Publish or Perish: MIT Prank Paper Shows All You Need is Dense Jargon - Comments Page 2

Author: DrPatPublished: Apr 20, 2005 at 7:36 pm 30 comments

Is that incomprehensible scientific treatise beyond your level of education? Or is it, perhaps, just random gibberish?

Three MIT graduate students, Jeremy Stribling, Max Krohn, and Dan Aguayo, have cracked the "publish or perish" code.
Sometimes jargon really is gibberish.…
Read comments below, or read this article from the beginning.

Article comments

  • 26 - Uriel

    Apr 23, 2005 at 1:48 am

    I've responded to the very un-excellent blog post at Ernie's 3D Pancakes:

    http://3dpancakes.typepad.com/ernie/2005/04/sci_followup.html

  • 27 - Uriel

    Apr 23, 2005 at 11:34 am

    I might add that the whole prank seems marginally less clever than the "hoax" pulled by the finger-in-the-chili woman at Wendy's (see Finger in Chili Is Called Hoax; Las Vegas Woman Is Charged).

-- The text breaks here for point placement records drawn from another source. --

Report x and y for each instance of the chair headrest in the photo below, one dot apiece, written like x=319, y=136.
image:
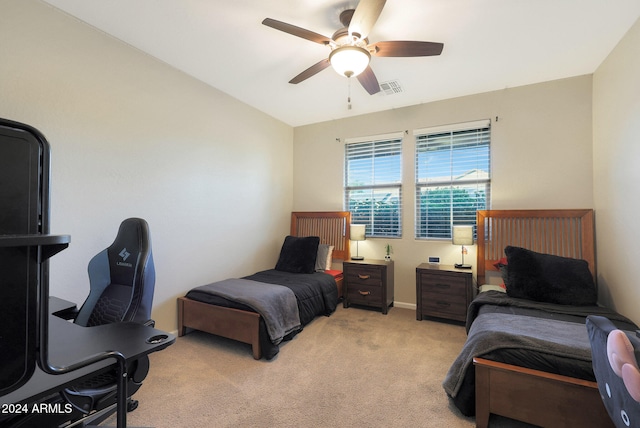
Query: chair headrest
x=615, y=355
x=130, y=247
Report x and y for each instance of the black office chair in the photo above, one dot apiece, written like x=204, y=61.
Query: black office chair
x=122, y=281
x=615, y=355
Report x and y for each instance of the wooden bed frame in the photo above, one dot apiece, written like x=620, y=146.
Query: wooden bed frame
x=331, y=226
x=519, y=393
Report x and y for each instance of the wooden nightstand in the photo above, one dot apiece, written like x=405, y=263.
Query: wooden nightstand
x=369, y=283
x=443, y=292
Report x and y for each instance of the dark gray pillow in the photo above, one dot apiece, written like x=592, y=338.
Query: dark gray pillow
x=298, y=255
x=549, y=278
x=321, y=260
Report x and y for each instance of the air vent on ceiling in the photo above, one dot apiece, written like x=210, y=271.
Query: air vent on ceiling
x=391, y=87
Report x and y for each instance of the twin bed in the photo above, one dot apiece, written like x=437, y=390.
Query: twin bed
x=527, y=354
x=272, y=306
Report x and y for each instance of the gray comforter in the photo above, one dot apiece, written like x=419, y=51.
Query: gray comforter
x=536, y=335
x=495, y=331
x=276, y=304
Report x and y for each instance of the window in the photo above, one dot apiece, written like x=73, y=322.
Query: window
x=373, y=189
x=453, y=178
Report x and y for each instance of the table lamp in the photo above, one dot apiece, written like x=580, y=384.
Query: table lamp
x=462, y=235
x=357, y=233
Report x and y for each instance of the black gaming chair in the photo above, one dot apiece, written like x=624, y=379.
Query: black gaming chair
x=122, y=280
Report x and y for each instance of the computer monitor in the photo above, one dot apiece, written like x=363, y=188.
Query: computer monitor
x=24, y=210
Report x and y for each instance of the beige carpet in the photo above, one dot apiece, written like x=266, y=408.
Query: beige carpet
x=356, y=368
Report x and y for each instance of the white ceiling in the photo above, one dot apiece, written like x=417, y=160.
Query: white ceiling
x=488, y=45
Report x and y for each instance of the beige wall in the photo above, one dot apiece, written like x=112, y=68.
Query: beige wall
x=616, y=148
x=541, y=158
x=131, y=136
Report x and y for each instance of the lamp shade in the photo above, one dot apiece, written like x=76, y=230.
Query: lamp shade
x=349, y=60
x=357, y=232
x=462, y=235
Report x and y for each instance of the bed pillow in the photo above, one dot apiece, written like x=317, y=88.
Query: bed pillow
x=549, y=278
x=298, y=255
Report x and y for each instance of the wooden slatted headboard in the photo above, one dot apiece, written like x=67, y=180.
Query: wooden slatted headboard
x=331, y=226
x=566, y=233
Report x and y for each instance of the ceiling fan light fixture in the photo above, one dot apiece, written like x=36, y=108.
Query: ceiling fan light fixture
x=349, y=60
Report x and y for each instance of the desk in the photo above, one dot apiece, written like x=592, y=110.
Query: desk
x=69, y=343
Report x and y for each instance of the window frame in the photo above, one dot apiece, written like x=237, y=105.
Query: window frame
x=377, y=226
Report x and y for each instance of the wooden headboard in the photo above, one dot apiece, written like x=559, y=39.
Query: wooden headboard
x=566, y=233
x=331, y=226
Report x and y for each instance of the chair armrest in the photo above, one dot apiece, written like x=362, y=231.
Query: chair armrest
x=68, y=313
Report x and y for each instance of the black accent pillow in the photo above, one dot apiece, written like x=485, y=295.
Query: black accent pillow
x=549, y=278
x=298, y=255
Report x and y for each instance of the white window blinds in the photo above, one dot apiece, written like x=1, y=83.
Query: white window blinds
x=373, y=184
x=453, y=177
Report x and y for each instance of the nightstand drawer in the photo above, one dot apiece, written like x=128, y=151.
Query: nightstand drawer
x=442, y=284
x=364, y=294
x=443, y=292
x=364, y=276
x=368, y=283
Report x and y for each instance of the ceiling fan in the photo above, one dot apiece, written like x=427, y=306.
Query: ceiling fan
x=350, y=49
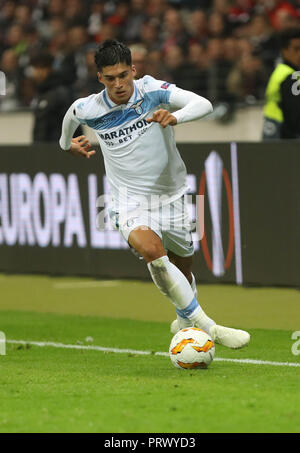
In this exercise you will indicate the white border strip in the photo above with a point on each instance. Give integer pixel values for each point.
(44, 344)
(236, 214)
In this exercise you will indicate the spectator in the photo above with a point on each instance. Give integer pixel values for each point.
(9, 65)
(139, 56)
(198, 26)
(181, 72)
(282, 107)
(135, 20)
(68, 27)
(73, 64)
(247, 80)
(51, 101)
(174, 31)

    Alan Sokal's famous hoax made fools of self-important bullshit artists who vetted his deliberate nonsense. This prank's achievement appears to have been merely to abuse a system based more or less on trust. That seems kinda juvenile.

  • 28 - DrPat

    Apr 23, 2005 at 12:27 pm

    So, Uriel, you're okay with WMSCI's hosting a publication conference designed to allow any bullpuckey to be published, provided it "appears" scientific?

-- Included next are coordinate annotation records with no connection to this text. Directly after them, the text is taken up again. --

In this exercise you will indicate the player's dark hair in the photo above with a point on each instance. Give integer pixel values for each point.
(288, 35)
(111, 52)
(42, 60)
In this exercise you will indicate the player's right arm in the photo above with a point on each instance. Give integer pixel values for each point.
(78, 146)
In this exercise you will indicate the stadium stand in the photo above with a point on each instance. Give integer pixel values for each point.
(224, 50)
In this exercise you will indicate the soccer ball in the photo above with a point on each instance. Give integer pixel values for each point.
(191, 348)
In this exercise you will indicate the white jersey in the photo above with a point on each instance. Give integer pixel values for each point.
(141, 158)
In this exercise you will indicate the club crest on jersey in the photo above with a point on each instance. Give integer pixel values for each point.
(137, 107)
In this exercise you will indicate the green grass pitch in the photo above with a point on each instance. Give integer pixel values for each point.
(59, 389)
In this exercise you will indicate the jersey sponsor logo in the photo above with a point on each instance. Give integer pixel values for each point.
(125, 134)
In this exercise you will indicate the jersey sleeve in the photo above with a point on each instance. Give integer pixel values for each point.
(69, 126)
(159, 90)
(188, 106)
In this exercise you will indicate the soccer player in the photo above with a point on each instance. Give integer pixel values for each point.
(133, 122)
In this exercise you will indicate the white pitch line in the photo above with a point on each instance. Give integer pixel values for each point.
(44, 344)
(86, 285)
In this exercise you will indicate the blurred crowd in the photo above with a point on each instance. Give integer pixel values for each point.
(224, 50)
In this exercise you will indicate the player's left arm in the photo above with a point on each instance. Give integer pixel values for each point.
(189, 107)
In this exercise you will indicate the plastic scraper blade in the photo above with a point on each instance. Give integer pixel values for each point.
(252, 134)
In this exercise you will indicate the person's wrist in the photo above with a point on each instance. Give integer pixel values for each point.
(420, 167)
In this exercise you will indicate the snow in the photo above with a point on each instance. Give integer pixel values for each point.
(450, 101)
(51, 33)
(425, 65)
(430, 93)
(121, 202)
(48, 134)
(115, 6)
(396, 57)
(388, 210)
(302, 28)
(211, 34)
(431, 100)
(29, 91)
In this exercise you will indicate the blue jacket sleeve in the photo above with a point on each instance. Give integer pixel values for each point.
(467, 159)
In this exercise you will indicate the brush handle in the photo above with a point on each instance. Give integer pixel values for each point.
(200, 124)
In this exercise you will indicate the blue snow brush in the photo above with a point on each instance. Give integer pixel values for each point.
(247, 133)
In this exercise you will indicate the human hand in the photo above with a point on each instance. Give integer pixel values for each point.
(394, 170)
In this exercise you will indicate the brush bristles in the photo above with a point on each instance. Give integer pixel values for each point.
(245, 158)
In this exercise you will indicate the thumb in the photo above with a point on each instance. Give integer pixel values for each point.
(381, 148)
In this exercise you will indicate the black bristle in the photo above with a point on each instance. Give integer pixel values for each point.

    This is the same kind of deal as a diploma mill. Is the doctorate one buys from them any different than the bibliography entry one buys from WMSCI? At least with a diploma mill, you know the sheepskin you bought is worth less than the paper it's printed on.

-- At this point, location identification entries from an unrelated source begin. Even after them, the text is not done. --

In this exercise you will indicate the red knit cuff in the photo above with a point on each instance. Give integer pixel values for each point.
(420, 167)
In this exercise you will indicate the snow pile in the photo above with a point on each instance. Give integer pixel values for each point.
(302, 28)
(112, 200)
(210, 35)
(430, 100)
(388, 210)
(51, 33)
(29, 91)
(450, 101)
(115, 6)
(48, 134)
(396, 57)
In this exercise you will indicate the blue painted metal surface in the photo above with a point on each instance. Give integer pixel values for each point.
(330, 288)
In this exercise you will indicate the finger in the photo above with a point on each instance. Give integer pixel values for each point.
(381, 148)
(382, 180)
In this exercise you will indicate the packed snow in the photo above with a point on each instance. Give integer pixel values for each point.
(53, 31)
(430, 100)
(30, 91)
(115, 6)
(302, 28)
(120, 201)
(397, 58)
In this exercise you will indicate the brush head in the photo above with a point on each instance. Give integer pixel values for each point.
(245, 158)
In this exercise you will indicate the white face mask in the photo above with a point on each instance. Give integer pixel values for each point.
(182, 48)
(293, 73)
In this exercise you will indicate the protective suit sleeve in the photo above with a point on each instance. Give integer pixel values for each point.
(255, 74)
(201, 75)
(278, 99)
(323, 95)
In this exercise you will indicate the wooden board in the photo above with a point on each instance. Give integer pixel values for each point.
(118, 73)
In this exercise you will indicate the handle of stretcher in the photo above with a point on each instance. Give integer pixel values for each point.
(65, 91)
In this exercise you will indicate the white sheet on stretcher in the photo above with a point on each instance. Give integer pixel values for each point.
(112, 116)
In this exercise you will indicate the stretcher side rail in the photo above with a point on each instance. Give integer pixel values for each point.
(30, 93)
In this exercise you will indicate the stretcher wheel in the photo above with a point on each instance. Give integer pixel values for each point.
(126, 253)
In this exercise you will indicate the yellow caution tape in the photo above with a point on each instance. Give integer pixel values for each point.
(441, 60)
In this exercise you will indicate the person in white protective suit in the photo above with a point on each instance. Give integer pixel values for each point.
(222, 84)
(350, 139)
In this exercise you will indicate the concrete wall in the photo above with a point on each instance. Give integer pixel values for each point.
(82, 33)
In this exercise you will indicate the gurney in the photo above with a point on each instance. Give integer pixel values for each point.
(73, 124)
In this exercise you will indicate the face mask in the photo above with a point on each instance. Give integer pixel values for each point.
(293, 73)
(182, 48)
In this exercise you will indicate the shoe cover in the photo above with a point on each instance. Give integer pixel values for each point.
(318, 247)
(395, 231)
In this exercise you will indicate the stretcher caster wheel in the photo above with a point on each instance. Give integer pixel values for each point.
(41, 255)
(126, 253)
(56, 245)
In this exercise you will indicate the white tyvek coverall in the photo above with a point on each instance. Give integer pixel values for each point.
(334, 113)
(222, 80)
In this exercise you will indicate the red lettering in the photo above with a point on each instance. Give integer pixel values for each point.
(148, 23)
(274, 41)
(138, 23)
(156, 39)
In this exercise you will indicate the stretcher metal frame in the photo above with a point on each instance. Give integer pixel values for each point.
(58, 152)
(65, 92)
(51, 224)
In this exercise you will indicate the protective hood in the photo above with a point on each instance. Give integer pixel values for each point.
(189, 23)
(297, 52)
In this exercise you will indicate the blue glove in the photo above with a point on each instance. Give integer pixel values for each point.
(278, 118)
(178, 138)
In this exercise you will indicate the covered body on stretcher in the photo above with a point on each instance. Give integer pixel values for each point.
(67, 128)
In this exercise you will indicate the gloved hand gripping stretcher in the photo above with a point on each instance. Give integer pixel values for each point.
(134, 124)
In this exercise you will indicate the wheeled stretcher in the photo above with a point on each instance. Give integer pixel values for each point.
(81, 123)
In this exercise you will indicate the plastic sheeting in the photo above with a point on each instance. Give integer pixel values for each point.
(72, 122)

    Here's a wooden nickel, friend. See what it buys you.

  • 29 - JR

    May 09, 2005 at 12:32 pm

    I don't know if this has been mentioned yet, but here's a PDF of another paper submitted to WMSCI. Not as clever, but...

  • 30 - brunilda

    Jan 09, 2006 at 12:56 am

    Must say I got to this a little late but I would like to know why the original posting mentioned Buenos Aires, Argentina, seeming to imply a place where bogus papers would be accepted? Or was there a real conference there?